Why This Beats Commercial Assistants
| Alexa/Google | DIY Assistant | |
|---|---|---|
| Wake word runs locally | Claimed | Verified |
| Audio sent to cloud | Always | Only after wake word |
| Choose your LLM | No | Yes |
| Add custom tools | Complex skills | Python function |
| Runs offline | Limited | Full (with local stack) |
| Data collection | Extensive | None |
| Cost | Device + privacy | API costs (~$0.01/query) |
The Mac Mini setup has another benefit: it's already my remote development server. When I'm coding from my laptop at a coffee shop, I SSH into it for heavy AI workloads. The voice assistant becomes just another daemon running in the background.
What I'm Testing
Working well:
- "Hey Jarvis, what's the weather?"
- "Hey Jarvis, play some jazz" (Spotify control)
- "Hey Jarvis, what's in the news?"
- "Hey Jarvis, search for Python 3.13 release notes"
- "Hey Jarvis, set volume to 40"
- "Hey Jarvis, what did I ask you about yesterday?" (history lookup)
On the roadmap:
- Home Assistant integration for lights and thermostat
- Calendar queries
- Timer and reminder management
- Omnidirectional mic and speaker hardware
- Custom wake word and personality
- Custom voice via ElevenLabs
The Privacy Difference
Commercial assistants optimize for data collection. Their business model depends on knowing everything about you. That's why they're "free" (after buying the device). And now Amazon wants $20/month for Alexa Plus on top of that.
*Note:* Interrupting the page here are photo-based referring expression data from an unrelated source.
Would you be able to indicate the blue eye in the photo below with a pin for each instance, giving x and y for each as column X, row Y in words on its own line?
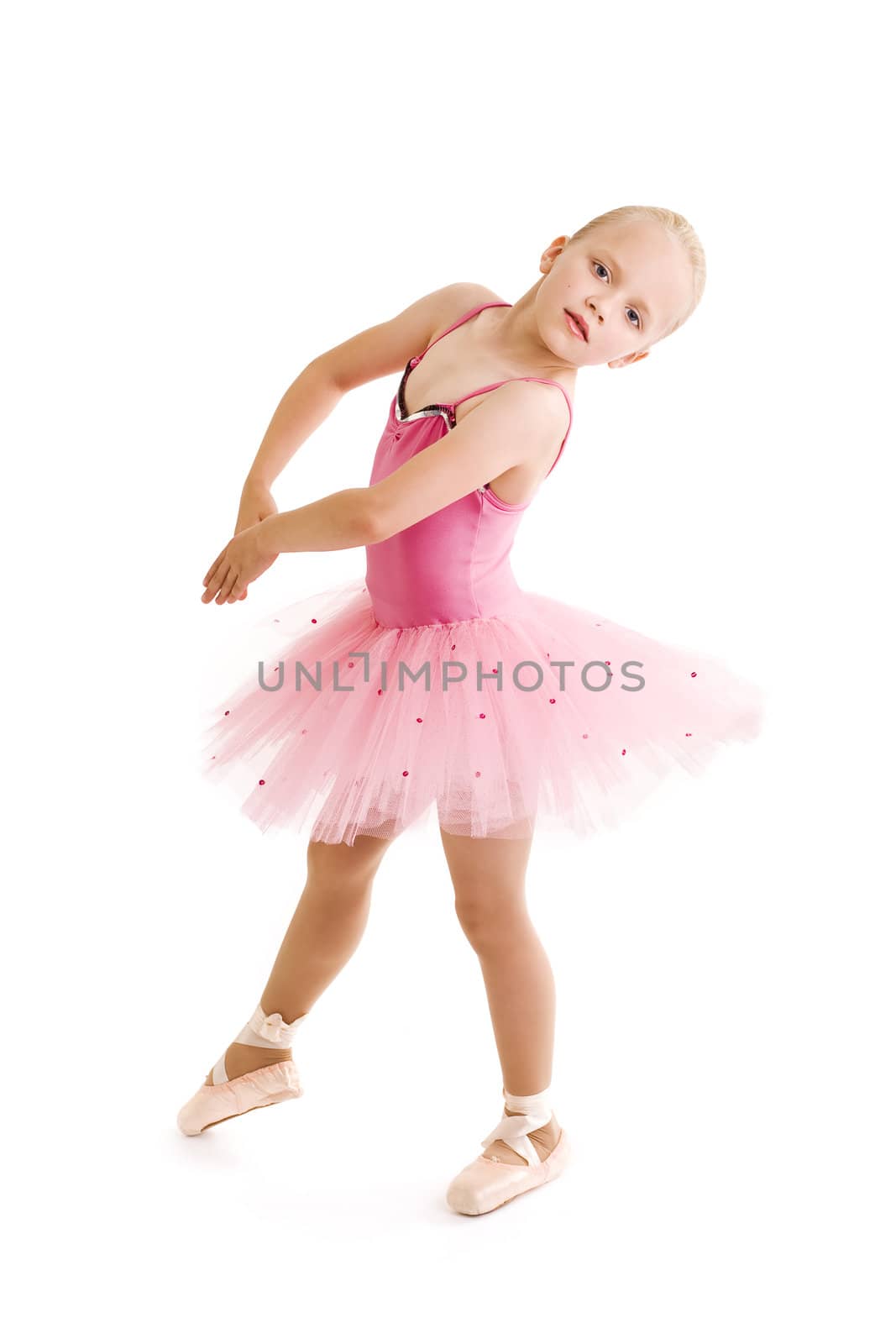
column 600, row 266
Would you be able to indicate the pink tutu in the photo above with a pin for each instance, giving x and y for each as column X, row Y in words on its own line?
column 438, row 680
column 499, row 738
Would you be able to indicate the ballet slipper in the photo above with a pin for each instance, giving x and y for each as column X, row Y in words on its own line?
column 486, row 1182
column 226, row 1099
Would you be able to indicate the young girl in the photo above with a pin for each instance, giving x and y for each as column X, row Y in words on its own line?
column 438, row 680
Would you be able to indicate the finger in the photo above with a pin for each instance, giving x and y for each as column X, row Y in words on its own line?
column 226, row 588
column 215, row 581
column 214, row 566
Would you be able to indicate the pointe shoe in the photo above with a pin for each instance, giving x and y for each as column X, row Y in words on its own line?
column 488, row 1183
column 224, row 1099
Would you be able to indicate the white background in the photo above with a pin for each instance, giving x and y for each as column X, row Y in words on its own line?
column 199, row 201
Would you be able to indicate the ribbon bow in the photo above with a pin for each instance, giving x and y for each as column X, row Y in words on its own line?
column 271, row 1027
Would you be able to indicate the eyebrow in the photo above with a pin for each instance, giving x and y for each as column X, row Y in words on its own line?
column 617, row 270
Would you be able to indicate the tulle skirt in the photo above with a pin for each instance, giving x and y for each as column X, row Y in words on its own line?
column 553, row 716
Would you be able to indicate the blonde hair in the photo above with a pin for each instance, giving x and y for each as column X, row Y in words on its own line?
column 678, row 228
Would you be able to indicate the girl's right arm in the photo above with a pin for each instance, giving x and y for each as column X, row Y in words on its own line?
column 375, row 353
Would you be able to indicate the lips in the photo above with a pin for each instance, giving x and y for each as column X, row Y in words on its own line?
column 580, row 322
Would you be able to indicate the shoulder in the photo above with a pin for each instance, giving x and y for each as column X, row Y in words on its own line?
column 542, row 407
column 533, row 417
column 458, row 299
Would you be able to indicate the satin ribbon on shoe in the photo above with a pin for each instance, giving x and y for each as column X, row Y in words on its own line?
column 262, row 1028
column 515, row 1129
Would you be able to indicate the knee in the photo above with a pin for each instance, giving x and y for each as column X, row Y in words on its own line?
column 490, row 917
column 342, row 873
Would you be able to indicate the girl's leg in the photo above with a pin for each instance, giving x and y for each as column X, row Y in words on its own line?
column 324, row 933
column 490, row 898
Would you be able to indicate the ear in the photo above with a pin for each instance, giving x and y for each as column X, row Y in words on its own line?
column 627, row 360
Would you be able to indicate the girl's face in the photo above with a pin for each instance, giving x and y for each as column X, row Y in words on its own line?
column 626, row 281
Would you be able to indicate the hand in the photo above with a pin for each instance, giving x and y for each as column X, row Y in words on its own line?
column 242, row 561
column 255, row 504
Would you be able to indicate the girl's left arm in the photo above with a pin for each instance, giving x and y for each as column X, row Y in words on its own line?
column 333, row 523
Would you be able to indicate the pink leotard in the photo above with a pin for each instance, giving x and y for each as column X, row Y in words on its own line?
column 456, row 564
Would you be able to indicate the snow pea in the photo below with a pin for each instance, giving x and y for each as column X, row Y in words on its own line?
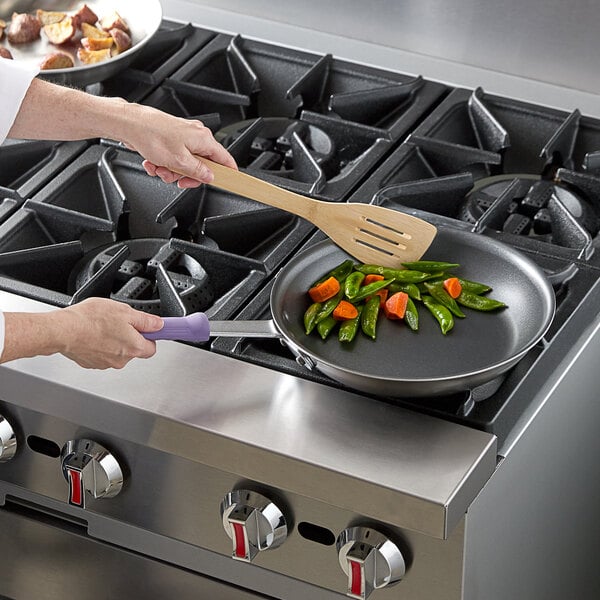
column 440, row 312
column 328, row 307
column 411, row 315
column 429, row 266
column 408, row 288
column 403, row 275
column 474, row 286
column 444, row 298
column 368, row 290
column 310, row 316
column 352, row 284
column 326, row 326
column 340, row 272
column 368, row 317
column 348, row 329
column 477, row 302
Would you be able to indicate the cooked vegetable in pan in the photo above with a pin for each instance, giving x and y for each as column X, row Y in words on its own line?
column 354, row 297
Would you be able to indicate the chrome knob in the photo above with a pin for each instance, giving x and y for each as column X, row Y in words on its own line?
column 370, row 560
column 253, row 523
column 8, row 440
column 89, row 467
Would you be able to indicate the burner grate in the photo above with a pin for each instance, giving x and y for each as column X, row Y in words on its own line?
column 310, row 123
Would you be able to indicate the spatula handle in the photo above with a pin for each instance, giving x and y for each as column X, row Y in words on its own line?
column 193, row 328
column 256, row 189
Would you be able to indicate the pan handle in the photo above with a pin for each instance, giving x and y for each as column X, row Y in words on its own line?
column 197, row 328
This system optimizes for functionality. It only processes what you explicitly ask, only when you trigger it, and you control where the data goes.
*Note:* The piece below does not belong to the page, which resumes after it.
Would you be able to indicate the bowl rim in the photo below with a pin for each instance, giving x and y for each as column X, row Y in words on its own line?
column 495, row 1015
No subscription nagging. No upsells. Just a voice assistant that does what you ask.
Getting Started
If you want to build your own, here are the key libraries:
Core dependencies:
- openWakeWord - Local wake word detection
- sounddevice - Audio capture
- webrtcvad - Voice activity detection
- openai - Whisper, GPT, and TTS APIs
- pydantic - Tool definitions
For fully local:
- faster-whisper - Local transcription
- ollama - Local LLMs
- piper - Local TTS
The architecture is straightforward: wake word detection loops until triggered, then record until silence, transcribe, send to LLM with tools, speak the response. Each piece is independent and swappable.
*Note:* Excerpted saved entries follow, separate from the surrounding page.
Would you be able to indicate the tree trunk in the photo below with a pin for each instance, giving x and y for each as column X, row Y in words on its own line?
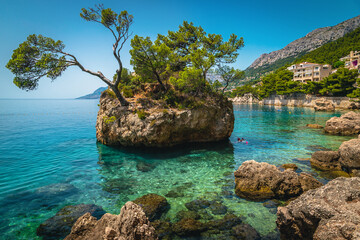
column 119, row 96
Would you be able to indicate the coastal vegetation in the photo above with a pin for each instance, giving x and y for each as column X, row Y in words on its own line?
column 342, row 83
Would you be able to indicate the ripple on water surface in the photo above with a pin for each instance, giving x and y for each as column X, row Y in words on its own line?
column 52, row 160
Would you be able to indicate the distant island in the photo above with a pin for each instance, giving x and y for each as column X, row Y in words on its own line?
column 95, row 95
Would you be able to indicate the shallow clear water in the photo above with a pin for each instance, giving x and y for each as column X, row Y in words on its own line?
column 47, row 142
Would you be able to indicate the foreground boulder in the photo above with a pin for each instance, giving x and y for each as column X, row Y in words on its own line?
column 151, row 125
column 131, row 223
column 347, row 124
column 324, row 105
column 329, row 212
column 346, row 158
column 60, row 225
column 259, row 181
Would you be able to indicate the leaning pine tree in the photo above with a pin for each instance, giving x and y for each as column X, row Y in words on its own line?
column 41, row 56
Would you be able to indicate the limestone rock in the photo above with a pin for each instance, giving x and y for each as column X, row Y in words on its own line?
column 188, row 227
column 326, row 160
column 350, row 154
column 117, row 125
column 131, row 223
column 291, row 166
column 311, row 41
column 315, row 126
column 153, row 205
column 258, row 181
column 324, row 105
column 347, row 124
column 60, row 225
column 324, row 213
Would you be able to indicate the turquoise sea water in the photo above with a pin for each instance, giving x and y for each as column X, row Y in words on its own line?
column 47, row 145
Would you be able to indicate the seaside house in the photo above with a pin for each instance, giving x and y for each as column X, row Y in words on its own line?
column 352, row 61
column 309, row 72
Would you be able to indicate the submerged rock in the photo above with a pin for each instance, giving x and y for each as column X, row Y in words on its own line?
column 324, row 213
column 131, row 223
column 187, row 214
column 324, row 105
column 347, row 124
column 315, row 126
column 198, row 204
column 258, row 181
column 153, row 205
column 246, row 232
column 60, row 225
column 291, row 166
column 117, row 125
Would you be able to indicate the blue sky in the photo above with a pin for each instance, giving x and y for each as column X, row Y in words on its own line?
column 265, row 26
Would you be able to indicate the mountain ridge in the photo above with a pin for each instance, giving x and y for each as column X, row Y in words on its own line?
column 309, row 42
column 95, row 95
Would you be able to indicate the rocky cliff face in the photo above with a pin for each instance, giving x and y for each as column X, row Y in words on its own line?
column 154, row 126
column 259, row 181
column 311, row 41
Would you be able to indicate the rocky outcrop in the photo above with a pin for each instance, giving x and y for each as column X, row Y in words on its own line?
column 248, row 98
column 346, row 158
column 328, row 212
column 154, row 126
column 350, row 155
column 323, row 105
column 306, row 100
column 131, row 223
column 60, row 225
column 258, row 181
column 153, row 205
column 347, row 124
column 311, row 41
column 326, row 160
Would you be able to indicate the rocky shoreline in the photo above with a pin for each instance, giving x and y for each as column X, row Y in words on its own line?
column 298, row 100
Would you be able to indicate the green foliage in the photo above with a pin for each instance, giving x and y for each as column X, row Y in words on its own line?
column 242, row 90
column 109, row 120
column 331, row 52
column 340, row 83
column 111, row 93
column 280, row 82
column 313, row 87
column 229, row 75
column 142, row 114
column 189, row 81
column 127, row 91
column 151, row 60
column 35, row 58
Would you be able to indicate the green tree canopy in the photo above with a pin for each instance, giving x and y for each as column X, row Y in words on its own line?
column 41, row 56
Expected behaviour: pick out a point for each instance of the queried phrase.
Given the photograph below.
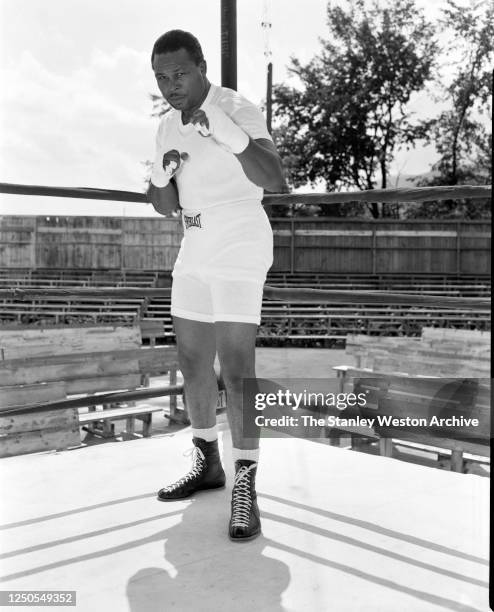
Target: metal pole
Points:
(269, 96)
(229, 43)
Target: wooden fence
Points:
(301, 244)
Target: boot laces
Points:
(242, 500)
(198, 463)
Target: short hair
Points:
(174, 40)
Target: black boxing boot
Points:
(245, 522)
(206, 472)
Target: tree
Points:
(349, 116)
(463, 143)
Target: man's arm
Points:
(262, 165)
(164, 199)
(258, 157)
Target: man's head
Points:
(180, 69)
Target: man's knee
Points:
(235, 371)
(194, 361)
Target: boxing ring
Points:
(341, 530)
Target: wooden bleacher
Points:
(39, 366)
(445, 372)
(282, 324)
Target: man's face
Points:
(181, 81)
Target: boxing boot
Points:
(206, 472)
(245, 522)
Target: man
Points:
(214, 158)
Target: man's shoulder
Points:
(230, 100)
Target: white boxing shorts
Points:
(222, 264)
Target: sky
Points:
(75, 106)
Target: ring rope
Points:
(419, 194)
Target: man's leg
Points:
(236, 351)
(196, 347)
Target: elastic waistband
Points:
(219, 209)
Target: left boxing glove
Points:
(171, 163)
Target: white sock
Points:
(241, 453)
(210, 434)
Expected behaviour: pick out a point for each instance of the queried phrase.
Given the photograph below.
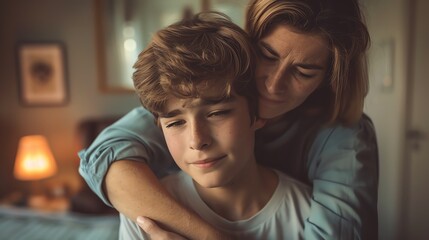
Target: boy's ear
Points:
(259, 123)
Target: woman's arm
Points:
(343, 167)
(134, 190)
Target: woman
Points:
(312, 80)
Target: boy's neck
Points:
(245, 197)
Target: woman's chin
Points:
(269, 113)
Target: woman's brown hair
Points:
(341, 22)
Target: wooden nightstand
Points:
(37, 202)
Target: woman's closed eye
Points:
(304, 73)
(176, 123)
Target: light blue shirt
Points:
(282, 217)
(340, 163)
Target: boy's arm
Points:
(132, 186)
(134, 190)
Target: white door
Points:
(417, 195)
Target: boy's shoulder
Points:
(178, 183)
(292, 186)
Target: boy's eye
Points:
(174, 124)
(219, 113)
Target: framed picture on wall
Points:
(42, 74)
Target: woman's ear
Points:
(259, 123)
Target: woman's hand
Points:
(154, 231)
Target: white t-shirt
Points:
(282, 217)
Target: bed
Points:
(25, 224)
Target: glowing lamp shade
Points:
(34, 159)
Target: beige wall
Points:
(71, 22)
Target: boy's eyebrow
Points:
(267, 47)
(202, 102)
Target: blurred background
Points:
(97, 37)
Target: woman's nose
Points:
(277, 81)
(200, 137)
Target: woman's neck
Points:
(243, 198)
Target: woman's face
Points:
(291, 66)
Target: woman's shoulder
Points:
(337, 132)
(338, 142)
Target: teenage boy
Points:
(196, 77)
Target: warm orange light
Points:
(34, 159)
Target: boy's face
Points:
(212, 141)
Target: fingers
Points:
(154, 231)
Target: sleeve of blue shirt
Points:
(134, 137)
(343, 167)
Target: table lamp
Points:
(34, 160)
The Pydantic tool pattern is the standout feature. Once you understand it, adding any capability becomes trivial. Weather, lights, music, calendars, home automation... all just a model and a handler function.
I'll share more as the hardware arrives and the system matures. For now, the core is solid and the Alexa can stay unplugged.
No more subscription pitches. Just answers.